To secure the terms of a future loan today then the forward loan model is the right choice for you

Appointment credit conditions

Appointment credit conditions

Conditions and conclusion of a term loan: Consumers should be careful. Before taking up a forward loan, consumers should consider a number of factors. To discuss our term credit, we need your existing loan agreement and other personal documents such as proof of income, tax assessment, etc. Based on this, we will create a financing plan for you with excellent conditions. Because we have designed the forward loan ourselves in its current form, we are well-acquainted with all conditions, features and peculiarities.

Do you want to secure the terms of a future loan today? Then the forward loan model is the right choice for you. Especially in the current low interest rate phase, a forward loan is attractive: Do you today set good conditions for the refinancing of loans whose fixed interest period in then?

Plan security with unpredictable interest rate development

Plan security with unpredictable interest rate development

“Suffering is the joy of others” – with this offer you can describe the current situation for homeowners and homeowners, which fits best with a current mortgage lending. Due to the Fine Bank’s zero interest rate policy, which has been in place since the beginning of 2016, at a low of 0.0 percentage points, real estate investors can now receive real estate financing or follow-up financing at lower prices than ever before.

To safeguard these advantageous conditions, even if the expiry of your own current real estate financing is only in 2-3 years, it is now possible to underpin the terms with a term loan. With the English term forward, the form of such a credit variant is called: It completes today already a new financing option, even if the loan is due in a few moments or years.
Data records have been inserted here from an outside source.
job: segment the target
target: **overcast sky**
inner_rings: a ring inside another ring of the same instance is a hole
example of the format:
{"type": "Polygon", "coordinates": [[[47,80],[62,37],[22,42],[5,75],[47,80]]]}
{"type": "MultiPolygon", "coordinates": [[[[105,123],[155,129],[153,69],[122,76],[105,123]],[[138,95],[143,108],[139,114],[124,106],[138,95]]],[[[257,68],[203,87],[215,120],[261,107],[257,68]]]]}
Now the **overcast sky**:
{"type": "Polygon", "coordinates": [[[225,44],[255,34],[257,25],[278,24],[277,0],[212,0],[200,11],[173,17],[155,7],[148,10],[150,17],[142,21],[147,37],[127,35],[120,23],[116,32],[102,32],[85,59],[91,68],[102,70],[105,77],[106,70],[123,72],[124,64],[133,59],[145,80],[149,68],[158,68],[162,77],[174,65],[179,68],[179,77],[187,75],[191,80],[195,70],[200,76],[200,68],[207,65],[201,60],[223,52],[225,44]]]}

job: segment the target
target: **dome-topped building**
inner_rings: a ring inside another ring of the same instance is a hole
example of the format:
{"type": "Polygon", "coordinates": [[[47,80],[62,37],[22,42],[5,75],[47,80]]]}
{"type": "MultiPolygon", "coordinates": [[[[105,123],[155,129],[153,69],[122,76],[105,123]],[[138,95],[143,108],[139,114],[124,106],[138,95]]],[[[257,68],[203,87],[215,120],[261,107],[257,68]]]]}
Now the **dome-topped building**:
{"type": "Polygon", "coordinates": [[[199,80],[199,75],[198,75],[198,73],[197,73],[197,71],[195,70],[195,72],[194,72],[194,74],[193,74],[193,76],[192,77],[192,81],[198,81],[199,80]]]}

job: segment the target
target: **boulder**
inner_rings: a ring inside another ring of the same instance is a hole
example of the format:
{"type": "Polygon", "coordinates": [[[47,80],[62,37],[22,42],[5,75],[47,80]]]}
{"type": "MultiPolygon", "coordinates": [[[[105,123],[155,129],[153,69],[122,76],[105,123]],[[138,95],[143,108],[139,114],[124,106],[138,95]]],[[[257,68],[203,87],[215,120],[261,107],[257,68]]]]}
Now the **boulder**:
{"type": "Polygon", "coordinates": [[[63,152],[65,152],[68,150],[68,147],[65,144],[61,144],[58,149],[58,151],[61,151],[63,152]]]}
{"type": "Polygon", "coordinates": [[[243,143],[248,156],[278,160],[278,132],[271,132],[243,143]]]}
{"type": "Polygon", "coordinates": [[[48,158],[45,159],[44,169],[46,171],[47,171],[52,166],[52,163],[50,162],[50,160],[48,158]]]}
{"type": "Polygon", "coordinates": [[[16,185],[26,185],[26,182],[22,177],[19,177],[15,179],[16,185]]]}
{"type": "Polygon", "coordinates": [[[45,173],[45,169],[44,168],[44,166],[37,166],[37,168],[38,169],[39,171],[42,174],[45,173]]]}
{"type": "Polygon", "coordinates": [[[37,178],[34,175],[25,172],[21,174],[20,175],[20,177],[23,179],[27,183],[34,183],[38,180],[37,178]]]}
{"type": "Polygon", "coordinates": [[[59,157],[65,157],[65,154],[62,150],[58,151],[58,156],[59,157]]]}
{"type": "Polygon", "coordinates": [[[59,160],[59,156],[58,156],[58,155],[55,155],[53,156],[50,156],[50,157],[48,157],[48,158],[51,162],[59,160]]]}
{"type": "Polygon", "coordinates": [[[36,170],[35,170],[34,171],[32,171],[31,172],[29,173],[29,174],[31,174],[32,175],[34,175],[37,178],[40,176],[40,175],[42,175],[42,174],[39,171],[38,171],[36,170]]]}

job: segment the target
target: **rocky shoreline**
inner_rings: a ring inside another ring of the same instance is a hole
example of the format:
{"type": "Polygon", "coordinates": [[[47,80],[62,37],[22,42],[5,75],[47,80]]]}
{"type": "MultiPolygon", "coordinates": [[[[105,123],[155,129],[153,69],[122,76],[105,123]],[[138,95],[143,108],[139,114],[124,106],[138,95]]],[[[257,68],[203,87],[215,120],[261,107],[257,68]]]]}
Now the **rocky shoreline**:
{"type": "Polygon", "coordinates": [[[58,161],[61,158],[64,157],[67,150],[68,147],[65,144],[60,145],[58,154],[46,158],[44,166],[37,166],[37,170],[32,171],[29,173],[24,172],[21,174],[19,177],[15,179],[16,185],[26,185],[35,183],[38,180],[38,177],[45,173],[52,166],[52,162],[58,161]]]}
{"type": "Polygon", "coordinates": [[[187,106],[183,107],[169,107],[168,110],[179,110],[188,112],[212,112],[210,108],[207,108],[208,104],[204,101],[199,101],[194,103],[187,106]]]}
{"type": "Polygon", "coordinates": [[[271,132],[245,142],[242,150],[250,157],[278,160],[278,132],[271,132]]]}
Interest that increases with the term

Interest that increases with the term

However, credit institutions charge a premium on the interest that increases with the term of the waiting period. Most institutions did not provide a follow-up interest rate premium that would fall due within six to twelve months. The premium for term loans with a longer lead time to approx. 0.02 to 0.04% points is the interest rate per monthly lead time.

Nobody knows how mortgage rates will continue to develop over the next few years. With a term loan, you create a plan security for yourself. With a predictable loan rate, you can plan for the long term. Because of the low interest rates, you have the opportunity to put the released liquidity reserve into an increased repayment to siphon off your mortgages faster, so you can enjoy your withdrawal into the repaid property.